La guerre, vous savez

Je sus l’inconstance du présent à venir
un summum en sursis, une saucisse Herta
Je suis l’abomination du quotidien
le non-dit, le refus de dire pour ne pas tromper
Je suis l’absence d’innocence masquée par le paraître
je suis le non-être, le néant, l’abject.

Construire une aventure et lui survivre me semble impossible
je sirote un Picon-bière bien tassé dans un bistrot miteux de l’Aisne
il est bientôt treize heures, ça va fermer, j’ai mauvaise haleine
c’est un poème faible et sans charme – des banalités.

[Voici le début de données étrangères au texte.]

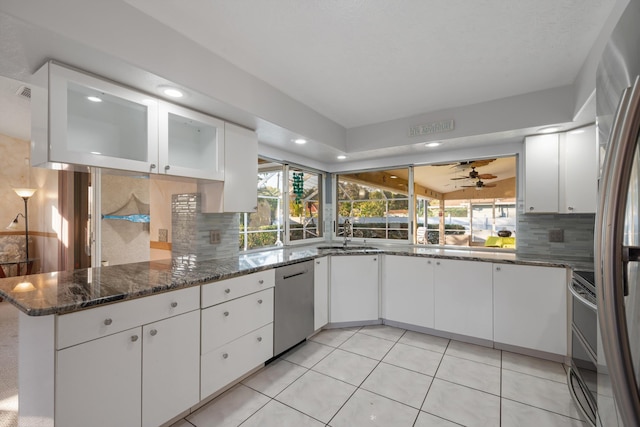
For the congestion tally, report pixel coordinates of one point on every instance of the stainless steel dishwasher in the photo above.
(293, 306)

Je rentre à la maison, ce n’est pas chez moi.
Je vis dans un alcôve de lieux annexes et connexes
dont je ne suis ni réellement responsable ni tout à fait désintéressé
ma vie est un réseau complexe de tissus sociaux et familiaux imbriqués
il m’arrive de vouloir mourir, ce sont ces filets de relations humaines qui me retiennent.
Il faut survivre.

Je pense comprendre une chose aujourd’hui.
Les études culturelles sont liées à l’étude d’expériences multiples
de vies compliquées regroupées par critères dont la seule subjectivité
des intellectuels rend viable la catégorisation.
Et comme un con, je fus moi aussi un des leurs.
Un intellectuel.

Je fus un intellectuel décadent, décevant surtout
perplexe, insatiable, surpris plus que surprenant
j’ai toujours du mal à percuter
surtout l’humour fin des beaux parleurs.
Mon concept est certainement en train de voguer dans les égouts
suite à cette terrible chute un soir de septembre,
tandis que mon concept draguait le fond de ma pensée
sans gène aucune et qu’un sentiment profond de désarroi
est venu s’interposer à la façon d’une mouche dans le beaujolais.

L’envie de crever.
Crever c’est aussi se planter, l’envie de se planter.
Rater, échouer une bonne fois pour toutes, jusqu’à la prochaine
c’est aussi ça le rêve. Le cauchemar, se planter.
Rater sa vie, le mythe de l’artiste maudit. La désuétude, le sens commun.
Abondance de préceptes, inondation d’affection
les gens m’aiment mais pour quoi et qu’ai-je fait de si irréel
pour qu’on me supporte à ce point ?

L’envie de ne pas être ce que je suis payé pour être.
Subsister consiste en un ensemble de pouvoirs et de devoirs
liés à des codes dont les conventions collectives et les contrats de travail
font parti. Faire parti est aussi une forme de subsistance.
Appartenir à un groupe, à une entreprise, à une multinationale
en vanter les mérites, s’éventer la frite.
Abandonner.

Je recherche encore une raison valable pour constituer en mon âme et conscience
un cheminement tangible de réflexion sur l’être, le devoir et l’avoir.
Mon dû est une contribution à la souffrance quotidienne de chacun
je crois
mon dû est une mémoire intime de moments impossibles à partager
constitués d’émotions radicales et intenses liées à des actes forts et assumés.
mon été date déjà de quelques années. Il faisait chaud, et j’étais jeune
j’en ai soupé, et je me réjouis d’en garder ces images
ces sons, ces odeurs, et ce rire. Tout cela appartient au passé.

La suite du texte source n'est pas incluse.